Pflanzenvielfalt lebendig erhalten

Nach ein bis zwei Jahren, wenn die Vermehrung erfolgreich war, kann die Sorte wieder von der Roten Liste gestrichen werden. Das System, in dem Sorten im Umfeld, in dem sie entstanden sind, regelmässig angebaut und vermehrt werden, nennt man «in situ». Es hat den Vorteil, dass die Sorten und das Wissen um ihre Verwendung lebendig in den Köpfen und Herzen erhalten bleiben. Zudem können sie sich an veränderte Umweltbedingungen anpassen und Resistenzen gegen Krankheiten oder Schädlinge bilden, da sie mit ihnen in Kontakt kommen. Der Aufwand ist relativ gross, da viele Leute als Sortenbetreuerinnen involviert werden müssen. Nur ein kleiner Teil der Samen wird von ProSpecieRara jeweils tiefgefroren in einem anderen Gebäude gelagert – als Notvorrat sozusagen.

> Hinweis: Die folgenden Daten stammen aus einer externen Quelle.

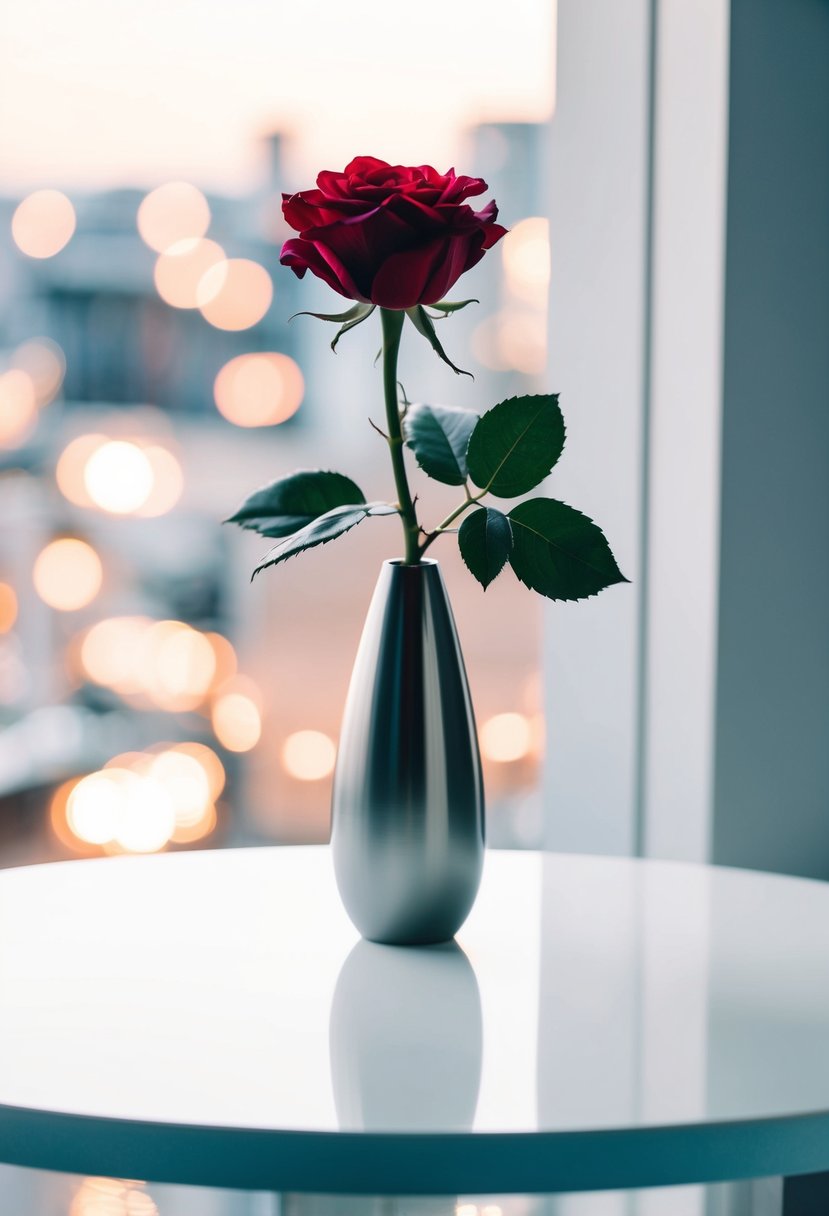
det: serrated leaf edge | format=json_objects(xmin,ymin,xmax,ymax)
[
  {"xmin": 250, "ymin": 502, "xmax": 400, "ymax": 582},
  {"xmin": 507, "ymin": 499, "xmax": 631, "ymax": 603}
]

Andere Samenbanken setzen voll auf dieses System, wie der weltweit grösste Saatgutspeicher für Nutzpflanzen auf Spitzbergen. Die Samenportionen werden dort im Permafrost gelagert, also «ex situ», das heisst,ausserhalb des natürlichen Umfeldes. Dies bringt die Gefahr mit sich, dass einzelne Pflanzen, nachdem sie jahrelang von der Umwelt abgeschnitten waren, in einem veränderten Umfeld gar nicht mehr gedeihen. Dennoch kann der dortige Tresor wertvoll sein, beispielsweise wenn wie im Syrienkrieg die Genbank eines Landes zerstört wird und man so auf das «Backup» zurückgreifen kann.

Eine Bibliothek zum Samentausch einzurichten, lohnt sich. Auf diese Art werden nicht nur Sorten, sondern auch das Wissen um ihren Anbau lebendig erhalten und vermehrt.